As she approached the front window she expected to see Hannah’s back, as if this were a bad dream in which she was the loser in a cruel parlor game. The chair had not been moved. Gazing inside, she looked straight into her daughter’s eyes. Filled with elation, she waved, tapped, and called out, then stood back and waited for the door to open. When it didn’t open, she peered in again. Hannah was looking at her without seeing her, or without acknowledging the fact that she saw her. As the expression goes, she was looking right through her. Emily caught her breath. For a moment her emotions hung in the balance, suspended between embarrassment and misery. This private snub was more painful than a cut administered in a social setting before an audience of sharp-eyed gossips. With no real hope that she might be mistaken, Emily raised her arm to signal her once more. She froze in mid-gesture. Hannah stood up and moved closer to the window. Her cold stare could not be misinterpreted.

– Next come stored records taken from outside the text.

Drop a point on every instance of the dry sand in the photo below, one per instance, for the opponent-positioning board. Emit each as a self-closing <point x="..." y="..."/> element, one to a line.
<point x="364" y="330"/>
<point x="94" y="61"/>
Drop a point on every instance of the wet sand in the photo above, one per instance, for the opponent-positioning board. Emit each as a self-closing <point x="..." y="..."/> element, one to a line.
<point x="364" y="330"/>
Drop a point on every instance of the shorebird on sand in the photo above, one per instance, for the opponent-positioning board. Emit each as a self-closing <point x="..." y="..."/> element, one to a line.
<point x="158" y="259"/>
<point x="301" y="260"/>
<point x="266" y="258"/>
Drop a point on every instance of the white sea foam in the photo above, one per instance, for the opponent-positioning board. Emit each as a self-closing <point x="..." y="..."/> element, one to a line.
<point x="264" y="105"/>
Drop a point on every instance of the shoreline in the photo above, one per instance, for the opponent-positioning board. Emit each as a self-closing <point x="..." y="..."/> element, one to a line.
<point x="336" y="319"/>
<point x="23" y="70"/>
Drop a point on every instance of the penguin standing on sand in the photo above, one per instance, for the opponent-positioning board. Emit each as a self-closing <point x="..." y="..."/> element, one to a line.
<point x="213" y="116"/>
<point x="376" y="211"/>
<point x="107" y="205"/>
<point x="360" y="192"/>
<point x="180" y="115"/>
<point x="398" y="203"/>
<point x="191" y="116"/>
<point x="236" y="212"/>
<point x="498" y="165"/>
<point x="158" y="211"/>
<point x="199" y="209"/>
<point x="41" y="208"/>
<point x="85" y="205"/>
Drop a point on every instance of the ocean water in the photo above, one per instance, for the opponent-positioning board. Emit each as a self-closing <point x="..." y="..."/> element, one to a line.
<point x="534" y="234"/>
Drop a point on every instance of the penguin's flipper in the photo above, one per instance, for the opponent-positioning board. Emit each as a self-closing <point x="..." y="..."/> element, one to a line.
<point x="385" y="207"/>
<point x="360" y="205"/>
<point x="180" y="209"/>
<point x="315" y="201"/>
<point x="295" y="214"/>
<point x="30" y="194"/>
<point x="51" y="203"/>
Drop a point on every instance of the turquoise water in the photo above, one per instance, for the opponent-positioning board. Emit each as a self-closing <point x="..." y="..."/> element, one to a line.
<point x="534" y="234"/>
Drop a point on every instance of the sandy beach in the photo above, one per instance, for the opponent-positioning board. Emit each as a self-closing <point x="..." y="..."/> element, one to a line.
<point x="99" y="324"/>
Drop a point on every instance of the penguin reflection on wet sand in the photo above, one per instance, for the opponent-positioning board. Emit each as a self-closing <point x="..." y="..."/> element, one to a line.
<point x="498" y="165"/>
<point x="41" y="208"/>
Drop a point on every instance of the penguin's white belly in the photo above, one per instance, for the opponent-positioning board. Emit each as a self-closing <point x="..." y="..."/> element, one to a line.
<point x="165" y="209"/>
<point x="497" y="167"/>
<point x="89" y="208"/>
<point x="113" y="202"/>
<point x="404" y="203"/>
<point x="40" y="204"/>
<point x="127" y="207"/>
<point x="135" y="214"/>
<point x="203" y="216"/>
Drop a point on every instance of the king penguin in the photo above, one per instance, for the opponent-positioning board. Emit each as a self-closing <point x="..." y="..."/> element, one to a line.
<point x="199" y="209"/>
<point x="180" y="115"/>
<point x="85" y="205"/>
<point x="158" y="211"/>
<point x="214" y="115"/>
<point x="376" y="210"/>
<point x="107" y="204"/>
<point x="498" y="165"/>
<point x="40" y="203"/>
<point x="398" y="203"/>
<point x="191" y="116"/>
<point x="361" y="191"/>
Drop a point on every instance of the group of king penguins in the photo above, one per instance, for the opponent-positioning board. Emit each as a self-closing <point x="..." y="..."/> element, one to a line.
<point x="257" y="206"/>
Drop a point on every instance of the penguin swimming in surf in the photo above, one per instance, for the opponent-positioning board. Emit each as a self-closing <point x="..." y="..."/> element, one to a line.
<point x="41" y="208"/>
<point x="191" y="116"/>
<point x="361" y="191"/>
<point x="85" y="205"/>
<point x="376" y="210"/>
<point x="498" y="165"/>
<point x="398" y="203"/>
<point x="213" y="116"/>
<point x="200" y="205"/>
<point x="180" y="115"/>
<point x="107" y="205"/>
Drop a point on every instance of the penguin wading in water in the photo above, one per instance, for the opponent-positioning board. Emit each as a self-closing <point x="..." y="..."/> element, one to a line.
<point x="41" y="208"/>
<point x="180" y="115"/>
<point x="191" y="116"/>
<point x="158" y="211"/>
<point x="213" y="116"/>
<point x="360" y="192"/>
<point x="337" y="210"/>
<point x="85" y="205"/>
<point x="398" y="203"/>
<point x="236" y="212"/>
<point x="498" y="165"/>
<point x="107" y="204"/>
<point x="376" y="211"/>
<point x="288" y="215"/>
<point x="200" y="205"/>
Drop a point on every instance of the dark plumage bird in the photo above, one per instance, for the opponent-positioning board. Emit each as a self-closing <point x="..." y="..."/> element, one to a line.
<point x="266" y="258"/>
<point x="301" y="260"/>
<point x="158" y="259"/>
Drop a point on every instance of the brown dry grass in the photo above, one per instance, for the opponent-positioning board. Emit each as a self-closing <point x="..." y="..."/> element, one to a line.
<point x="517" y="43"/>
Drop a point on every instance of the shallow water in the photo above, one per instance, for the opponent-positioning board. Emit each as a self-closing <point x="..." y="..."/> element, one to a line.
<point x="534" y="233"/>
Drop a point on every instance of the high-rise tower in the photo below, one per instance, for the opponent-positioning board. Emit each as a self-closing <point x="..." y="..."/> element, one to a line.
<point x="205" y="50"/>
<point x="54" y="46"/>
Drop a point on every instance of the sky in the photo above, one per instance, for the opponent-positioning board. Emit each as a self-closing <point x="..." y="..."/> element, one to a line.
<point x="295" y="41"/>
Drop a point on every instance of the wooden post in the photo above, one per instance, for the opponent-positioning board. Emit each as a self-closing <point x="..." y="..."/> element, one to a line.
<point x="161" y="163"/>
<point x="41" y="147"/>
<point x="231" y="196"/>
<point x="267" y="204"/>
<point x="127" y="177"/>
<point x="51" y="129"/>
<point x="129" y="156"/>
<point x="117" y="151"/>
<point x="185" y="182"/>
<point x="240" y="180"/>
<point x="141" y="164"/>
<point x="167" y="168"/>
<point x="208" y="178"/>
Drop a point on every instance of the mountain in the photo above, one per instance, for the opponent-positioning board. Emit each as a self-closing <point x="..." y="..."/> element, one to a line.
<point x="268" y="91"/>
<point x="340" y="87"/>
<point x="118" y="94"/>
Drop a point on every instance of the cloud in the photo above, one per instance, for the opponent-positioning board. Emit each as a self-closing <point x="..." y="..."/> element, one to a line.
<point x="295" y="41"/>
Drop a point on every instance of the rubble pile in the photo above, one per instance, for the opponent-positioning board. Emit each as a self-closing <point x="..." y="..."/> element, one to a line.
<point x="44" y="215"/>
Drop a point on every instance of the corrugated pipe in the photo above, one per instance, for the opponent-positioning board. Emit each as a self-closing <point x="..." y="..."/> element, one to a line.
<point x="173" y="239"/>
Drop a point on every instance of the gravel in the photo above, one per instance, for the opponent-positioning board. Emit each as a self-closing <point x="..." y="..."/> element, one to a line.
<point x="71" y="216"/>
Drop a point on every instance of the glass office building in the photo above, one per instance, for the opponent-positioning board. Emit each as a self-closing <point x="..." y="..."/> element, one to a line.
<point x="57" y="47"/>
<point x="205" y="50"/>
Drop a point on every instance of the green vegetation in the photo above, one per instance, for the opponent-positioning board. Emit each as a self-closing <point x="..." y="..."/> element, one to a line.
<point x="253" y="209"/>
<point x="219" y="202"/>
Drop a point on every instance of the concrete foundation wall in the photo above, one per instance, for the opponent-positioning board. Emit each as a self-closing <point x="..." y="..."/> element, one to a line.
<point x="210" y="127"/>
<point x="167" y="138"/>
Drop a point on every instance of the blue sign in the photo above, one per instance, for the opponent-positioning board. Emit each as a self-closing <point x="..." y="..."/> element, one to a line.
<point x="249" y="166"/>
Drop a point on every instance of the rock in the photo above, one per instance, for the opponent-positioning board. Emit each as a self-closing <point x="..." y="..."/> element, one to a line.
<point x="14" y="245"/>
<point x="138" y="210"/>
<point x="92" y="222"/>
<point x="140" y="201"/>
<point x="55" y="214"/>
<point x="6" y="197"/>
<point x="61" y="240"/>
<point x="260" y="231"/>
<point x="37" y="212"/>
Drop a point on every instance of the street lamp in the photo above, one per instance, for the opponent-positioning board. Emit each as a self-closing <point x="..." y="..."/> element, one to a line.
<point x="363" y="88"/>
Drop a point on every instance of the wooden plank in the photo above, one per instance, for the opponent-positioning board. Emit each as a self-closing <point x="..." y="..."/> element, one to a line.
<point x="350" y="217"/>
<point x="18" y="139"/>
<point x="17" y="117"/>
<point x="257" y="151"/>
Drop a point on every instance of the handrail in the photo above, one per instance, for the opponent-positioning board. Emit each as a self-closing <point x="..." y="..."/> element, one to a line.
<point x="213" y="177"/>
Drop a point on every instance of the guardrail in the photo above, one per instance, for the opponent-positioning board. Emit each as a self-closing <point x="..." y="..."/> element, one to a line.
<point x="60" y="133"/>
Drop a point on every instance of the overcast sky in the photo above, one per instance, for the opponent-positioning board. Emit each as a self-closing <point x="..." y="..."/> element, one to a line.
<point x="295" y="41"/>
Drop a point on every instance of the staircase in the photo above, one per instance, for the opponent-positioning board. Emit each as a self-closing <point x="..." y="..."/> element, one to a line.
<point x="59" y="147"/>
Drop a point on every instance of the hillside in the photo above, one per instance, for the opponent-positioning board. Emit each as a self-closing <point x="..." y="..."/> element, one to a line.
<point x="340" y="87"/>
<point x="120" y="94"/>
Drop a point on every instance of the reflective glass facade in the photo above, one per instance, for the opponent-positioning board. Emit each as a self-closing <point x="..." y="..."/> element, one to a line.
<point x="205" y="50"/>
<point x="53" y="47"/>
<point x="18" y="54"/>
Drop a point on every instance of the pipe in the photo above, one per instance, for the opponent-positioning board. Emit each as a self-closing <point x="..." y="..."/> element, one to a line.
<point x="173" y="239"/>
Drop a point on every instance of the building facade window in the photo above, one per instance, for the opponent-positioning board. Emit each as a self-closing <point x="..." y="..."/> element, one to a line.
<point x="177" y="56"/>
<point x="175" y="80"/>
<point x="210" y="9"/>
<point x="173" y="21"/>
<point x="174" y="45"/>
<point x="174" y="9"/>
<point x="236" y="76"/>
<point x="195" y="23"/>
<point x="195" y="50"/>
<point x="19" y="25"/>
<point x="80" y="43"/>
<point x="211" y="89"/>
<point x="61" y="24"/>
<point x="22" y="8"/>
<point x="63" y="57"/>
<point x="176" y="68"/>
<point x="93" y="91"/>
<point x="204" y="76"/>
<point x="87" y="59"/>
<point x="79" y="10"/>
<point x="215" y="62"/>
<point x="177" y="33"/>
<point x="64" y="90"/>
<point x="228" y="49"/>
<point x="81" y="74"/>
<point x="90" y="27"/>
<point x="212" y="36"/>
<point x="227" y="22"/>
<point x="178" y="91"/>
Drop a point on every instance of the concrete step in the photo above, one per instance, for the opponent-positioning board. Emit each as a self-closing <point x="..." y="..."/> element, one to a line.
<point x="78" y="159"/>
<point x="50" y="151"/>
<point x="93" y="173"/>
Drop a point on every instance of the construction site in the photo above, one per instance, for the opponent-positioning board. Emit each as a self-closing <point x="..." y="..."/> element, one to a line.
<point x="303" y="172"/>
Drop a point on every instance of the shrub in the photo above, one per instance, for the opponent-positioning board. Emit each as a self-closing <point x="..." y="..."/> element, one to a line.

Either a masochist or a philosopher, Emily did not take suffering personally. If Hannah had chosen to deny her existence, there must be a reason for it. When the family was living under one roof, Hannah had seen her father ignore her mother, pass by her or occupy the same room without speaking to her any more than he would have greeted a piece of the furniture. She had watched Emily accept his behavior without questioning it. Emily had sanctioned Francis Whitman’s conduct years before, and, by extension, her elder daughter’s. Emily blamed herself for arriving at a time when Hannah resented an interruption, or when she was expecting someone else. She might be expecting a man. Emily had never met one of her men, but she knew they lived in a culture from which family ties had been banished.